La sua felicità però dura solo 15 minuti. Alle 18:07, infatti, 2.750 tonnellate di nitrato di ammonio esplodono nell’hangar 13 del vicino porto di Beirut causando oltre 200 morti e più di 6.500 feriti. «La forza dell’esplosione manda per aria tutto ciò che si trova nella stanza e penso sia scoppiata la guerra. Il mio primo pensiero va a mia moglie e al bambino e, guardando la culla, ringrazio Dio per il miracolo. Nabil è incolume anche se la culla è piena delle schegge di vetro della finestra sovrastante che, come lame, si sono infilzate nella copertina, bucandola. Ma a Nabil non è accaduto nulla, assolutamente nulla».

Jad, pieno di stupore, solleva tra le braccia il figlio illeso. Lo stesso stupore che dovette sentire Giuseppe nella stalla di Betlemme, circa 300 chilometri a sud di Beirut, quando prese tra le braccia il bambino appena nato. Anche allora, duemila anni fa, Dio protesse Gesù. Ma l’ospedale ortodosso di San Giorgio, il più antico e uno dei tre più grandi ospedali del Paese, è andato completamente distrutto e Christelle e Nabil sono stati trasferiti a 80 chilometri di distanza.

Sono stati momenti difficili e gravosi per il giovane padre così come lo furono per Giuseppe quando, la notte in cui gli apparve l’Angelo in sogno, “prese con sé il bambino e sua madre e fuggì in Egitto” (cfr. Mt 2,14). «L’esplosione ha cambiato la mia vita – racconta Jad – e nonostante tutte le difficoltà del passato, ho sempre contribuito a edificare questo Paese che amo. Ma per restare c’è bisogno di sicurezza e della consapevolezza che qualcuno si prenda cura di noi cristiani. Ci sentiamo soli e abbandonati».

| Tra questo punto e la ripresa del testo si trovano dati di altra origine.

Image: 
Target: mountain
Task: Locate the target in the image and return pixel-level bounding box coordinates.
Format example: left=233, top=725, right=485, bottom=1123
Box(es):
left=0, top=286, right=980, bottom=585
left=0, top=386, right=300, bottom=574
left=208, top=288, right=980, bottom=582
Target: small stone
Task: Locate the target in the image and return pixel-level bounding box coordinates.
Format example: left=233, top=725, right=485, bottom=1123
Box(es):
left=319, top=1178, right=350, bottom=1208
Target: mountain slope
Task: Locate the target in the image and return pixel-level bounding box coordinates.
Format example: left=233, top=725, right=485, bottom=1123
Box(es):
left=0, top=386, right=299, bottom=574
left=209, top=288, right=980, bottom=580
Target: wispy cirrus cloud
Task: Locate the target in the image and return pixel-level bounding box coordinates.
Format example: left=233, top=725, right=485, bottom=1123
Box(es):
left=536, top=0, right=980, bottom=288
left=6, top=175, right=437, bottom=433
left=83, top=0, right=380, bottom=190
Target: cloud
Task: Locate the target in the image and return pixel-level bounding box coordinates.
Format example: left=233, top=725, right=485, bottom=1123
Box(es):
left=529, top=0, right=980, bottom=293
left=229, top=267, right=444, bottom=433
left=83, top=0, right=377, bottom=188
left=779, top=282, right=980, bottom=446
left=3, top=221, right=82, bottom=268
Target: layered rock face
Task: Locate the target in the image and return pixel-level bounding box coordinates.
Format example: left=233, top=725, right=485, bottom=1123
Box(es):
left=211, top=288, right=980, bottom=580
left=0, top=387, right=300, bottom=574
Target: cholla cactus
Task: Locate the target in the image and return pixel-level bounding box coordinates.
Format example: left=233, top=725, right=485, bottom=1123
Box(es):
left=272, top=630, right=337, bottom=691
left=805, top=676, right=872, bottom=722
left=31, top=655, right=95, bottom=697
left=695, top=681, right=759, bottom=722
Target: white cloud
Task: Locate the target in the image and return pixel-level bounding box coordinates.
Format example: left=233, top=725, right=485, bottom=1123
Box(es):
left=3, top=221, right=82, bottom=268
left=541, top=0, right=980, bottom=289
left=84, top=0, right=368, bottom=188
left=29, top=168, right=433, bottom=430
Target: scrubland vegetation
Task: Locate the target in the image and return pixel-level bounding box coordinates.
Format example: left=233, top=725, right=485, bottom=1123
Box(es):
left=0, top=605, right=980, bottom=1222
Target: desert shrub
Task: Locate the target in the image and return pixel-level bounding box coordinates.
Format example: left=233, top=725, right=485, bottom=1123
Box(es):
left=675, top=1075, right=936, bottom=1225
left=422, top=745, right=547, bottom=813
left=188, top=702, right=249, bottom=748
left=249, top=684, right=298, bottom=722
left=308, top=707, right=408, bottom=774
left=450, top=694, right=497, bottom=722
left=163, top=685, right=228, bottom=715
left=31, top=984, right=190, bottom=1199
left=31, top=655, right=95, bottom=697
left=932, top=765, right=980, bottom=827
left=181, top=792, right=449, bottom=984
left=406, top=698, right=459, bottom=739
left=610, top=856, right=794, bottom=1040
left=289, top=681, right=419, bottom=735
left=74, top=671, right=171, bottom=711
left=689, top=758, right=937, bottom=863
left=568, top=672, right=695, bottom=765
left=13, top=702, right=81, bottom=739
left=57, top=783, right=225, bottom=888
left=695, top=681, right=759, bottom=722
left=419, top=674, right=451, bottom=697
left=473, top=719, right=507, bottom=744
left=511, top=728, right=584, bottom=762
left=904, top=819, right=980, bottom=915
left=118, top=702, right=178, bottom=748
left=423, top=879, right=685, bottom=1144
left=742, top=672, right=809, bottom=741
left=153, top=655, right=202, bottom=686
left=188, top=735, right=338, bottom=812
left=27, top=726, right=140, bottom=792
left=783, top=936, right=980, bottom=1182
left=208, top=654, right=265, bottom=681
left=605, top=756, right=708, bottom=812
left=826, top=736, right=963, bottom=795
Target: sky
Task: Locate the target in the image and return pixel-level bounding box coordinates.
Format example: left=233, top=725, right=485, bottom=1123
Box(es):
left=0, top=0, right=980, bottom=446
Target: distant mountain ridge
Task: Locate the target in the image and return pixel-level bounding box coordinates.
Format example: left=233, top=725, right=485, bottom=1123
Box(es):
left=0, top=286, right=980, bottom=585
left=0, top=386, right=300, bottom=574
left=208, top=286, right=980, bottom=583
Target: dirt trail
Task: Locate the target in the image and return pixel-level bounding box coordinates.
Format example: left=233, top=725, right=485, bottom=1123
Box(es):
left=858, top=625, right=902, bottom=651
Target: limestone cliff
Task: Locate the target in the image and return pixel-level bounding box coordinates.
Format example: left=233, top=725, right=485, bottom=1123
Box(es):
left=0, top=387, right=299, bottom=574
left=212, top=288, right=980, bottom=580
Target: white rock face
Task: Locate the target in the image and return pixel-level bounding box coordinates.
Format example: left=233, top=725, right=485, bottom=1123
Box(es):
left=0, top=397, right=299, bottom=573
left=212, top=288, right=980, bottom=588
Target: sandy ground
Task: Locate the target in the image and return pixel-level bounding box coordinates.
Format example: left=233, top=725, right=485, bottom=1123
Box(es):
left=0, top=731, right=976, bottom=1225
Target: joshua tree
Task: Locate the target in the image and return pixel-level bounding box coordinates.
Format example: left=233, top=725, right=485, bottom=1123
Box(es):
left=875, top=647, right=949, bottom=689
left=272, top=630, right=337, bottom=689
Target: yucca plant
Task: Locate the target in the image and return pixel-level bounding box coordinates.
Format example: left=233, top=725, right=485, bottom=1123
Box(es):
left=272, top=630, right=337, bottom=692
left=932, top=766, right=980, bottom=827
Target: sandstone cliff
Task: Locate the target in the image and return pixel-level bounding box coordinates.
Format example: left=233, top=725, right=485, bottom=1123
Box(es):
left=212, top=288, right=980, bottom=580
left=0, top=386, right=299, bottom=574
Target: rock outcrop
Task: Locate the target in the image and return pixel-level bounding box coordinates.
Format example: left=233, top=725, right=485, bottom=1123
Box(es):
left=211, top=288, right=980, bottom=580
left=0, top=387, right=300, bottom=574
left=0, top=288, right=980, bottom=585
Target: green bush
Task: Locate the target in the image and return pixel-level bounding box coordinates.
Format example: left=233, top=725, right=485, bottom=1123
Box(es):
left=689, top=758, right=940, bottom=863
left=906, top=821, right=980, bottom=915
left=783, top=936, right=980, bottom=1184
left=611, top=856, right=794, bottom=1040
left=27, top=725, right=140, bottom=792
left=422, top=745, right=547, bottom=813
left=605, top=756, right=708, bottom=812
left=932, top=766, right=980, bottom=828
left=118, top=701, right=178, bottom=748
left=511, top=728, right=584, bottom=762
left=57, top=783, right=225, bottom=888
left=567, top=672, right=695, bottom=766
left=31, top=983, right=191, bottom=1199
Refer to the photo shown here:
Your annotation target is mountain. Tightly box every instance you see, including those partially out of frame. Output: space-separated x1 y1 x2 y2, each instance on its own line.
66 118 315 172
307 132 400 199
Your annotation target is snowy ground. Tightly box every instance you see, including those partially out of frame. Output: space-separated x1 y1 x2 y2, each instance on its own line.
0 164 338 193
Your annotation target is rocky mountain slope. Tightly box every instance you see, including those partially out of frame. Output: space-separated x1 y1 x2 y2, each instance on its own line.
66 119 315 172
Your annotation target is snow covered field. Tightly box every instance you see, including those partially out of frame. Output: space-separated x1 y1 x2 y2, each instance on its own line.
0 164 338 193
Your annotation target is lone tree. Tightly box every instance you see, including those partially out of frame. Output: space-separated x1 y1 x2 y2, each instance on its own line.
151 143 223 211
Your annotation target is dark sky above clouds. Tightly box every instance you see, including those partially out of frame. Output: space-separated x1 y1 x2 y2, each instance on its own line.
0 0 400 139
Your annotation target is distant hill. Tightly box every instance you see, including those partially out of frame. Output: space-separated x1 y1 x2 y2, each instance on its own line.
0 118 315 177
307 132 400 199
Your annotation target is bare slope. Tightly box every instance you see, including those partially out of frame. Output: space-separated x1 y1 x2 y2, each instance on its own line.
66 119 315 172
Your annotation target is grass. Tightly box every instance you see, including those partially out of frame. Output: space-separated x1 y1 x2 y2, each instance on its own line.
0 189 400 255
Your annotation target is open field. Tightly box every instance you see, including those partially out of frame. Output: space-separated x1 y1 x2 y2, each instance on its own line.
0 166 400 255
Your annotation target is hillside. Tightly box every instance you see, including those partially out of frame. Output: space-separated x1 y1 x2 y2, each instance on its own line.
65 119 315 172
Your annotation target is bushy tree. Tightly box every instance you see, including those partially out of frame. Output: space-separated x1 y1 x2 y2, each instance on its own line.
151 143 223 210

La terribile esplosione ha devastato la città e 300.000 persone sono state coinvolte direttamente, per lo più cristiani, perché essa ha principalmente colpito i loro quartieri. Molti non hanno dove rifugiarsi e si chiedono come potranno sopravvivere all’inverno. La crisi sociale, economica e politica ha fatto precipitare il Libano nel baratro della povertà. Eppure, Jad è grato per il miracolo avvenuto in ospedale: «Non faccio altro che ripetere al bambino: sei vivo perché Cristo ti ha salvato. Tua madre e io siamo stati feriti, tu non hai avuto nemmeno un graffio. Non lo dimenticare mai. Gesù era con te in quel momento. Non avere paura, sarà sempre con te».

Al Bambino di Betlemme i Re Magi portarono oro, incenso e mirra. Cosa desidera Jad per il suo bambino? «Pace, sicurezza e la forza di portare la Croce di Cristo. Perché essere vicini a Cristo significa prendere sulle proprie spalle la Sua Croce. Mio figlio lo sta sperimentando dal suo quindicesimo minuto di vita, noi cristiani del Libano lo sappiamo bene. Siamo sopravvissuti a guerre e persecuzione. Viviamo perché dobbiamo realizzare una missione: essere testimoni di Cristo».

Aiuto alla Chiesa che Soffre (ACS) non è indifferente alla loro richiesta di aiuto e desidera sostenerli spiritualmente e materialmente.